This probably is true, but it wasn't obvious from reading the data
sheet, how constant the low times actually are. Back then the idea
also was, to use the low times to do recovery from line noise etc.
In the end the driver works reliably without, so we could make
this change.
However aside from the DHT11 there are also a number of different
chips sold as DHT22. I tried to get as many of them as possible
and made extensive tests to ensure they all work properly and
with different timer resolutions.
It would be quite an effort to replicate this for your new
algorithm.

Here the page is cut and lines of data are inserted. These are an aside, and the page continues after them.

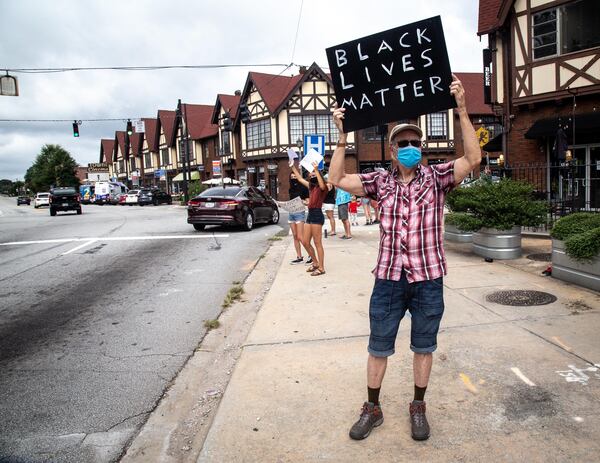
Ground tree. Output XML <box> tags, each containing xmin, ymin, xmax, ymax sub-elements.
<box><xmin>25</xmin><ymin>145</ymin><xmax>79</xmax><ymax>193</ymax></box>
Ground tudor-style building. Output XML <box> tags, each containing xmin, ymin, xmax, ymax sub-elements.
<box><xmin>211</xmin><ymin>90</ymin><xmax>239</xmax><ymax>183</ymax></box>
<box><xmin>239</xmin><ymin>63</ymin><xmax>357</xmax><ymax>200</ymax></box>
<box><xmin>478</xmin><ymin>0</ymin><xmax>600</xmax><ymax>209</ymax></box>
<box><xmin>356</xmin><ymin>72</ymin><xmax>501</xmax><ymax>172</ymax></box>
<box><xmin>140</xmin><ymin>117</ymin><xmax>160</xmax><ymax>186</ymax></box>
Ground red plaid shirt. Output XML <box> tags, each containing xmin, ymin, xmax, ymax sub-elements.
<box><xmin>359</xmin><ymin>161</ymin><xmax>454</xmax><ymax>283</ymax></box>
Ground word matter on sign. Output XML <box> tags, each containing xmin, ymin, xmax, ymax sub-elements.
<box><xmin>327</xmin><ymin>16</ymin><xmax>455</xmax><ymax>132</ymax></box>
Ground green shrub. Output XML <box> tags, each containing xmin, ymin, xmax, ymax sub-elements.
<box><xmin>550</xmin><ymin>212</ymin><xmax>600</xmax><ymax>241</ymax></box>
<box><xmin>565</xmin><ymin>227</ymin><xmax>600</xmax><ymax>261</ymax></box>
<box><xmin>449</xmin><ymin>179</ymin><xmax>548</xmax><ymax>234</ymax></box>
<box><xmin>444</xmin><ymin>212</ymin><xmax>481</xmax><ymax>232</ymax></box>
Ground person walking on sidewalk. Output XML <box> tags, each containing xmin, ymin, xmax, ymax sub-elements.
<box><xmin>350</xmin><ymin>196</ymin><xmax>358</xmax><ymax>226</ymax></box>
<box><xmin>291</xmin><ymin>162</ymin><xmax>328</xmax><ymax>277</ymax></box>
<box><xmin>329</xmin><ymin>75</ymin><xmax>481</xmax><ymax>440</ymax></box>
<box><xmin>288</xmin><ymin>172</ymin><xmax>308</xmax><ymax>264</ymax></box>
<box><xmin>360</xmin><ymin>196</ymin><xmax>373</xmax><ymax>225</ymax></box>
<box><xmin>323</xmin><ymin>180</ymin><xmax>336</xmax><ymax>236</ymax></box>
<box><xmin>335</xmin><ymin>188</ymin><xmax>352</xmax><ymax>240</ymax></box>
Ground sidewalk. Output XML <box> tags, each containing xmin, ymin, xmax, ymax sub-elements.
<box><xmin>198</xmin><ymin>226</ymin><xmax>600</xmax><ymax>463</ymax></box>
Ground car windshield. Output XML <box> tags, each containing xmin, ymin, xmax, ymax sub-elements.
<box><xmin>200</xmin><ymin>186</ymin><xmax>242</xmax><ymax>198</ymax></box>
<box><xmin>52</xmin><ymin>188</ymin><xmax>77</xmax><ymax>195</ymax></box>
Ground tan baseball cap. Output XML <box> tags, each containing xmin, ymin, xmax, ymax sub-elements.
<box><xmin>389</xmin><ymin>124</ymin><xmax>423</xmax><ymax>143</ymax></box>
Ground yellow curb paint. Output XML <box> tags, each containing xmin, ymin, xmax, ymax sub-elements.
<box><xmin>459</xmin><ymin>373</ymin><xmax>477</xmax><ymax>394</ymax></box>
<box><xmin>552</xmin><ymin>336</ymin><xmax>571</xmax><ymax>352</ymax></box>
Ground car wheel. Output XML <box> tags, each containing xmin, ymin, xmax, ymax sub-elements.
<box><xmin>269</xmin><ymin>208</ymin><xmax>279</xmax><ymax>224</ymax></box>
<box><xmin>244</xmin><ymin>211</ymin><xmax>254</xmax><ymax>231</ymax></box>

However, if you want to pursue this, the first step
would be to prove (probably by calculation), that no matter the
timer resolution (ie some systems have 32kHz timers only) the
new algorithm doesn't lead to decoding ambiguity in cases where
the current algorithm is unambiguous.
>> Doing so does no longer requires to read the GPIO line value
>> within the IRQ handler, plus halves the number of IRQs to be
>> handled at all.
This seems like a really small benefit. And we would lose the
low state timings in debug output, which I personally find quite
convenient. Unless there is data, that this change actually improves
something for somebody, I'd reject it.
Also if we ever are to support shared interrupts, we will need to
read the line value anyway.
>> Signed-off-by: Andreas Feldner <[email protected]>
>
> +CC Harald Not been that many years since Harald replied, so address
> may still be good.
Thanks for including me in the discussion.
best regards,
Harald
>> ---
>> drivers/iio/humidity/dht11.c | 28 +++++++++++-----------------
>> 1 file changed, 11 insertions(+), 17 deletions(-)
>>
>> diff --git a/drivers/iio/humidity/dht11.c
>> b/drivers/iio/humidity/dht11.c
>> index c97e25448772..d1cd053c5dd4 100644
>> --- a/drivers/iio/humidity/dht11.c
>> +++ b/drivers/iio/humidity/dht11.c
>> @@ -30,13 +30,13 @@
>>
>> #define DHT11_DATA_VALID_TIME 2000000000 /* 2s in ns */
>>
>> -#define DHT11_EDGES_PREAMBLE 2
>> +#define DHT11_EDGES_PREAMBLE 1
>> #define DHT11_BITS_PER_READ 40
>> /*
>> * Note that when reading the sensor actually 84 edges are detected,
>> but
>> * since the last edge is not significant, we only store 83:
>> */
>> -#define DHT11_EDGES_PER_READ (2 * DHT11_BITS_PER_READ + \
>> +#define DHT11_EDGES_PER_READ (DHT11_BITS_PER_READ + \
>> DHT11_EDGES_PREAMBLE + 1)
>>
>> /*
>> @@ -46,6 +46,7 @@
>> * 1-bit: 68-75uS -- typically 70uS (AM2302)
>> * The acutal timings also depend on the properties of the cable,
>> with
>> * longer cables typically making pulses shorter.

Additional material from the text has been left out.